2016/02/12 | Par Pierre Dubuc

C’est la grande histoire d’amour entre le premier ministre Justin Trudeau et la première ministre de l’Ontario Kathleen Wynne.

Kathleen a fait campagne pour Justin, lors de la dernière campagne électorale fédérale, et maintenant Justin lui prête main forte pour l’élection partielle dans la circonscription de Whithby-Oshawa.

Derrière cette relation privilégiée, il y a le fait qu’un grand nombre de membres de l’entourage du Premier ministre, dont son chef de cabinet Gerald Butts, ont fait leurs classes dans le gouvernement libéral de Dalton McGuinty, le prédécesseur de Mme Wynne à la tête du Parti libéral ontarien.

 

Ménage à trois

Mais, au cours des dernières semaines, le couple s’est agrandi pour devenir un ménage à trois avec l’inclusion de Rachel Notley, la première ministre de l’Alberta.

Justin Trudeau s’est rendu à Calgary pour « venir au secours de l’Alberta » et promettre qu’il fera tout en son pouvoir « pour acheminer le pétrole de l’Alberta à l’étranger ».

Auparavant, Rachel Notley avait rendu visite à Kathleen Wynne et les deux s’étaient mises d’accord « pour faire avancer le projet de pipeline Énergie-Est le plus rapidement possible ».

En fait, derrière ce ménage à trois, il y a plus que la présence de conseillers politiques jouant à la chaise musicale.
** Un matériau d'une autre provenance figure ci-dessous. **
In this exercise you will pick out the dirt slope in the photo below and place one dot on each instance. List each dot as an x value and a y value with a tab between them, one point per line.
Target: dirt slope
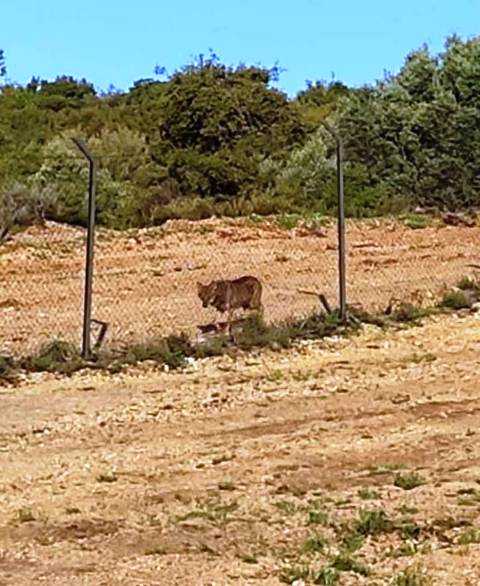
223	474
145	280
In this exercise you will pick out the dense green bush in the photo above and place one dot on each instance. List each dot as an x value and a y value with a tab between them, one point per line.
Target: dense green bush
214	139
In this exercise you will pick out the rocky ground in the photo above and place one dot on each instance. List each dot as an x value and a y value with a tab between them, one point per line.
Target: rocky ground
145	280
345	461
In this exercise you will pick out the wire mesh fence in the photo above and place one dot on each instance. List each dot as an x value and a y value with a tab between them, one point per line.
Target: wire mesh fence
145	280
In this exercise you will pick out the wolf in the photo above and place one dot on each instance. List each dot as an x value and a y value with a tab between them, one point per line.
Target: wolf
227	296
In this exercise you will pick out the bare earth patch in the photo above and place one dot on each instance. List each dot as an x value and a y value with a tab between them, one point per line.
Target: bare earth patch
350	459
145	280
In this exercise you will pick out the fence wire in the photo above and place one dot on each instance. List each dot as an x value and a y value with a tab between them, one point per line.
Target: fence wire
145	280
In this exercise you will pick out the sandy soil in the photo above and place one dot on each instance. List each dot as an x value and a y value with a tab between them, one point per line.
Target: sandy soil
145	280
223	473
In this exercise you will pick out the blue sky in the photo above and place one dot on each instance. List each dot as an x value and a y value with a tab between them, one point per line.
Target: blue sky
118	41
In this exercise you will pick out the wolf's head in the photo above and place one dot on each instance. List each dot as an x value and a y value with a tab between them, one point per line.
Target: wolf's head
207	293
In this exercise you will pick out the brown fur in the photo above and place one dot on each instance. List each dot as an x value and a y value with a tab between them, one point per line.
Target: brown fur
242	293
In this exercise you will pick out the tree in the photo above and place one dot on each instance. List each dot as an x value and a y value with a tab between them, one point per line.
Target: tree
219	122
418	133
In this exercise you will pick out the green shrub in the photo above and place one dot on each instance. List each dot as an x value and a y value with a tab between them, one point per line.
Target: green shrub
408	481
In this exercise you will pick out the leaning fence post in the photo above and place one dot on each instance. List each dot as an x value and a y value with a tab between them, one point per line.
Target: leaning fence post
87	308
342	264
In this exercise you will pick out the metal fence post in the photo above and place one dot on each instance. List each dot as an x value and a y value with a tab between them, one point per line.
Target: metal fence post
87	308
342	264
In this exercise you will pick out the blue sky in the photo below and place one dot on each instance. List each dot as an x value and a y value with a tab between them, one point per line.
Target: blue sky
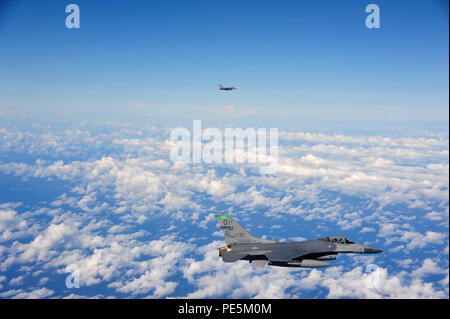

Une étude de Charles St-Arnaud, économiste chez Nomura, vient de révéler que les prêts directs des grandes banques canadiennes aux groupes pétroliers et gaziers sont évalués à 42 milliards $, soit 6% des prêts commerciaux.

En prenant en compte les secteurs dépendant directement de l’industrie pétrolière, l’exposition des grandes banques canadiennes s’élève à 123 milliards $, soit 17% des prêts commerciaux.

Pas étonnant que la presse albertaine et la presse ontarienne aient uni leur voix dans un concert de « Québec bashing » pour décrier l’opposition des maires de la communauté urbaine de Montréal au projet Énergie-Est.

Déjà, Bay Street a donné sa bénédiction aux propositions environnementales et l’industrie pétrolière s’est même dite favorable à une taxe sur le carbone!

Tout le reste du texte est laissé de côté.